Note d’information sur la jurisprudence de la Cour No 180
Décembre 2014
Urechean et Pavlicenco c. République de Moldova - 27756/05 et 41219/07
Arrêt 2.12.2014 [Section III]
Article 6
Procédure civile
Article 6-1
Accès à un tribunal
Caractère non absolu de l’immunité du chef de l’État dans le cadre d’une action en diffamation : violation
En fait – Au moment des faits, les deux requérants étaient des hommes politiques membres de partis d’opposition. En 2004 et 2007, le président moldave d’alors participa à deux émissions de télévision au cours desquelles il déclara qu’« en dix ans d’activité en tant que maire de Chişinau [le premier requérant avait] mis en place un puissant système de corruption de type mafieux » et que le deuxième requérant « venait tout droit du KGB ». Les deux requérants engagèrent des actions en diffamation contre le président, dans le cadre desquelles ils demandaient la rétractation des déclarations litigieuses ainsi que des dommages-intérêts. Cependant, ils furent déboutés au motif que le président de la République bénéficiait d’une immunité et n’était pas tenu de répondre des opinions qu’il exprimait dans le cadre de son mandat.

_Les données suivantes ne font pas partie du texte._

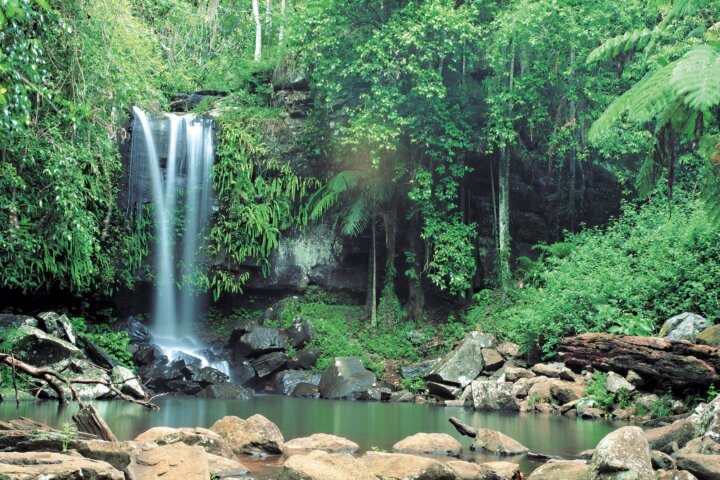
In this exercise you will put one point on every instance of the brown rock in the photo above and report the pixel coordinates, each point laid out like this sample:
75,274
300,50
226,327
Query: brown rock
396,466
322,441
662,438
560,470
210,441
672,363
437,444
255,435
497,442
705,467
319,465
45,465
176,461
499,470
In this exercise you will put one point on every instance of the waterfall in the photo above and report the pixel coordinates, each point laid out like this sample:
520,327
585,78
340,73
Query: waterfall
173,156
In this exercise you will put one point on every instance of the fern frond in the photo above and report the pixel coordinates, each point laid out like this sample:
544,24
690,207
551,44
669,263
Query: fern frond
697,77
644,101
635,40
357,218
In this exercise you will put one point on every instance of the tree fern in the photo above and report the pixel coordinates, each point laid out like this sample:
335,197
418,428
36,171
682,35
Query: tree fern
697,77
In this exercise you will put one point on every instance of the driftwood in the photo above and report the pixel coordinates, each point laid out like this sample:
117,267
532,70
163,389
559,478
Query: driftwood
463,428
677,364
58,382
88,420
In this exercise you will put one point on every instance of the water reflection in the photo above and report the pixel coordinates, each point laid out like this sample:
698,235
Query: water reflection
371,425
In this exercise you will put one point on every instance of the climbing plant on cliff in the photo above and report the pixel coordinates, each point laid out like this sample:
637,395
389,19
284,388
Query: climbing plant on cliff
257,195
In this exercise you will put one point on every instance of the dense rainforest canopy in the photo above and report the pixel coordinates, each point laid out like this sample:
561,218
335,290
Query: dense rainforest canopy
409,98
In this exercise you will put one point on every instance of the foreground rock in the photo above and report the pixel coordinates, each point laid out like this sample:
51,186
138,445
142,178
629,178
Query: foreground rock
177,461
670,363
322,441
346,378
437,444
51,466
256,435
206,439
396,466
325,466
622,455
560,470
497,443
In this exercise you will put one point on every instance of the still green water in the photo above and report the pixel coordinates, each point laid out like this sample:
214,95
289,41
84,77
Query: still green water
370,424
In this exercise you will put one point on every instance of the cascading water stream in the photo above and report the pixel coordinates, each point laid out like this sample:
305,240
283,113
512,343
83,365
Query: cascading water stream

En droit – Article 6 § 1 : En droit interne, l’exclusion de toute procédure de diffamation contre le président constitue une exception à la règle générale de responsabilité civile pour des opinions diffamatoires ou insultantes, limitée aux cas où le président agit dans l’exercice de ses fonctions. S’il est acceptable que les chefs d’État jouissent d’une immunité fonctionnelle en vue d’assurer la protection de leur liberté de parole dans l’exercice de leurs fonctions et le maintien de la séparation des pouvoirs, pareille immunité doit être réglementée et interprétée d’une manière claire et restrictive. En l’espèce, étant donné que les dispositions du droit interne ne définissaient pas les limites de l’immunité contre les actions en diffamation, les tribunaux internes auraient dû examiner si le président avait formulé les déclarations litigieuses dans l’exercice de ses fonctions officielles ; or ils ne l’ont pas fait. De plus, étant donné que l’immunité accordée au président est perpétuelle et absolue, les requérants n’avait aucune possibilité de l’attraire en justice même après la fin de son mandat. Les juridictions nationales ont appliqué la règle de l’immunité sans se demander s’il existait des intérêts opposés, conférant ainsi une immunité générale au chef de l’État, une situation qui devrait être évitée. Enfin, les requérants n’avaient à leur disposition aucun moyen effectif de contrer les accusations formulées contre eux à la télévision nationale. Dès lors, la manière dont la règle de l’immunité a été appliquée dans leur affaire a entraîné une restriction disproportionnée à leur droit d’accès à un tribunal.
Conclusion : violation (quatre voix contre trois).
Article 41 : 3 600 EUR au deuxième requérant pour préjudice moral ; aucune demande formulée par le premier requérant pour dommage.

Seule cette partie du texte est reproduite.